Hoyak Tabuik dimulai dari tanggal 1 Muharram, yaitu dengan mengambil lumpur dari sungai di tengah malam. Para pengambil lumpur harus berpakaian putih. Lumpur dikumpulkan ke dalam periuk yang ditutup kain putih, kemudian dibawa ke sebuah tempat yang disebut Daraga, sebuah tempat berukuran 3x3 meter. Daraga juga ditutup kain putih. Pengambilan lumpur melambangkan pengumpulan bagian-bagian tubuh Imam Husain yang terpotong. Daraga melambangkan makam suci Imam Husain, sedangkan kain putih adalah perlambang kesucian Imam Husain.
Pada tanggal 7 Muharram, persis di tengah hari, ada upacara mengarak panja atau imitasi potongan jari-jari Imam Husain yang sudah dibuat sebelumnya. Panja ke jalan-jalan dalam sebuah belanga bersama dengan Daraga. Pada hari kesembilan Muharram, serban atau penutup kepala wama putih yang melambangkan serban Imam Husain diarak ke jalan-jalan untuk menunjukkan betapa hebatnya Imam Husain dalam membela Islam.
Pada tanggal 10 Muharram, ritual Tabuik mencapai puncaknya. Di pagi hari, Tabut yang sudah dipersiapkan sebelumnya, Daraga, Panja dan serban diarak keliling kota dalam suatu pawai besar yang disaksikan oleh ribuan bahkan puluhan ribu penonton yang datang dari berbagai penjuru. Orang-orang pun berkabung dan berteriak: Hoyak Tabuik dan Hoyak Husain. Sore hari menjelang matahari terbenam saat arak-arakan selesai, semua benda-benda di atas diarak ke laut kemudian dibuang di tengah laut, lalu mereka pulang sambil melantunkan kata-kata seperti, ya Ali dan ya Husain.
Pasca kekuasaan Raffles, yang berkuasa di Indonesia adalah penjajah Belanda.
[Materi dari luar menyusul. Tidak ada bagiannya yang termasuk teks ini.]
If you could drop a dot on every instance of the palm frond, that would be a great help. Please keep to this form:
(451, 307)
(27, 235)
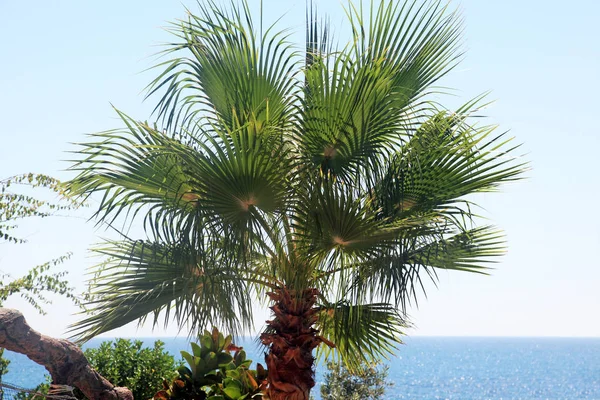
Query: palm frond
(361, 101)
(141, 278)
(364, 332)
(398, 276)
(230, 73)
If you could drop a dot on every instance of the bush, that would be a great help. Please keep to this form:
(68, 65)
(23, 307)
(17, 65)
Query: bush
(127, 363)
(369, 383)
(215, 373)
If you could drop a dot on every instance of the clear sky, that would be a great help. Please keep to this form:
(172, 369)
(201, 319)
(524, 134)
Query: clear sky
(63, 62)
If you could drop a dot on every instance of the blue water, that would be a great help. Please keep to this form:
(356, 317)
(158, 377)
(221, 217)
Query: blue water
(451, 368)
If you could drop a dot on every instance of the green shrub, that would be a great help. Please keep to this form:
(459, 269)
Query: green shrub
(369, 383)
(127, 363)
(214, 373)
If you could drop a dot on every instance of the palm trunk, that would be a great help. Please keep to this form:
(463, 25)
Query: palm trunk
(291, 339)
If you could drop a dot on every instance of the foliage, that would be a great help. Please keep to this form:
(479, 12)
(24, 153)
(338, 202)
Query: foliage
(15, 206)
(327, 179)
(39, 280)
(367, 383)
(213, 373)
(127, 363)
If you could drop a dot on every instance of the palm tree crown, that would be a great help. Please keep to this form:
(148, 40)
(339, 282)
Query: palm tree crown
(324, 182)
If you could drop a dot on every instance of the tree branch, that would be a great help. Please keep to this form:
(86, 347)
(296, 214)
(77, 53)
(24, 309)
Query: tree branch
(64, 360)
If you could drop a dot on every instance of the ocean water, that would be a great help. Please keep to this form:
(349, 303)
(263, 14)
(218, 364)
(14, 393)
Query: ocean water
(448, 368)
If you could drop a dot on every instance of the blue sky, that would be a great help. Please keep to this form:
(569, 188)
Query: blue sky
(62, 63)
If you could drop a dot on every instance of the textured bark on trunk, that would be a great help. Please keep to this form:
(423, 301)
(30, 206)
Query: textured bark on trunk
(64, 360)
(291, 340)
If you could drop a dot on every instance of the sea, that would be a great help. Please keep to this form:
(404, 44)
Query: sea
(461, 368)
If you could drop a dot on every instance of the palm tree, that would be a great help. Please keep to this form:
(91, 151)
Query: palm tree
(325, 184)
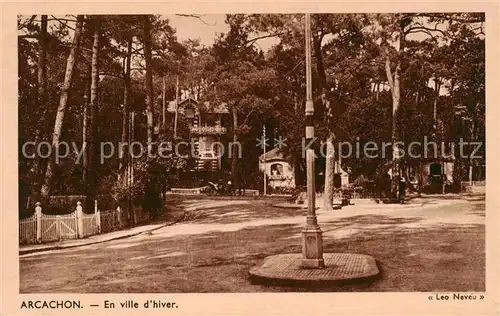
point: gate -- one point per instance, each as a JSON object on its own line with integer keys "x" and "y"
{"x": 90, "y": 224}
{"x": 57, "y": 227}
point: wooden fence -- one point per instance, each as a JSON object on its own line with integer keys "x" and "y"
{"x": 40, "y": 227}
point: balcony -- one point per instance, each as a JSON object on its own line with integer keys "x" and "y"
{"x": 208, "y": 130}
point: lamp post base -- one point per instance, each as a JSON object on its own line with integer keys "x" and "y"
{"x": 312, "y": 248}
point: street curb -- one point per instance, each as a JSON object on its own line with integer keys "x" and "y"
{"x": 59, "y": 247}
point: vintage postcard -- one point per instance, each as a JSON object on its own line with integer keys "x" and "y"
{"x": 250, "y": 158}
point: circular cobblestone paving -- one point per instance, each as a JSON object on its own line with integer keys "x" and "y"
{"x": 339, "y": 268}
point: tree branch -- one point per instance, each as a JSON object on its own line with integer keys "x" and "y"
{"x": 63, "y": 22}
{"x": 196, "y": 16}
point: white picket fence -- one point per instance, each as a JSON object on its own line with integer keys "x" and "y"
{"x": 40, "y": 227}
{"x": 46, "y": 228}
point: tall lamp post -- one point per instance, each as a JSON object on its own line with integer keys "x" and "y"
{"x": 312, "y": 237}
{"x": 265, "y": 165}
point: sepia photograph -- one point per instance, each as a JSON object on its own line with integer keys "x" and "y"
{"x": 244, "y": 153}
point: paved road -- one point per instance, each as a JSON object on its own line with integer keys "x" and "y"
{"x": 213, "y": 250}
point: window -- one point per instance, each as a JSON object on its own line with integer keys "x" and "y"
{"x": 276, "y": 169}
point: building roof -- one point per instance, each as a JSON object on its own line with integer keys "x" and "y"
{"x": 273, "y": 154}
{"x": 204, "y": 106}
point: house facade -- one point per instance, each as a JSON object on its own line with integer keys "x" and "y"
{"x": 277, "y": 169}
{"x": 204, "y": 121}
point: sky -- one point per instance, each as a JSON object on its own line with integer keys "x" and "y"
{"x": 207, "y": 30}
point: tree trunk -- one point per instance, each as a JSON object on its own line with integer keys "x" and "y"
{"x": 234, "y": 156}
{"x": 329, "y": 173}
{"x": 149, "y": 80}
{"x": 61, "y": 109}
{"x": 91, "y": 139}
{"x": 396, "y": 97}
{"x": 330, "y": 151}
{"x": 126, "y": 99}
{"x": 42, "y": 91}
{"x": 85, "y": 127}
Dicapailah kesepakatan antara pemerintah Inggris dan Belanda, yang salah satunya keharusan tentara Inggris angkat kaki dari Bengkulu. Saat itu, Sipahi diberi kebebasan untuk memilih jalan sendiri-sendiri. Sebagian di antara mereka terdampar ke Pariaman. Hal ini bisa dimaklumi, karena pada waktu itu pesisir barat Sumatera merupakan jalur pelayaran-perniagaan yang menggiurkan dan ramai dikunjungi para pedagang, dalam maupun luar negeri.
Yang pasti, berabad-abad lamanya, kaum muslimin Indonesia mempraktekkan tradisi membuat penganan dan mengarak tabut tersebut, tanpa menyadari bahwa yang mereka lakukan adalah bentuk lain dari peringatan Asyura, tragedi paling dahsyat dalam sejarah manusia, yaitu tragedi Karbala.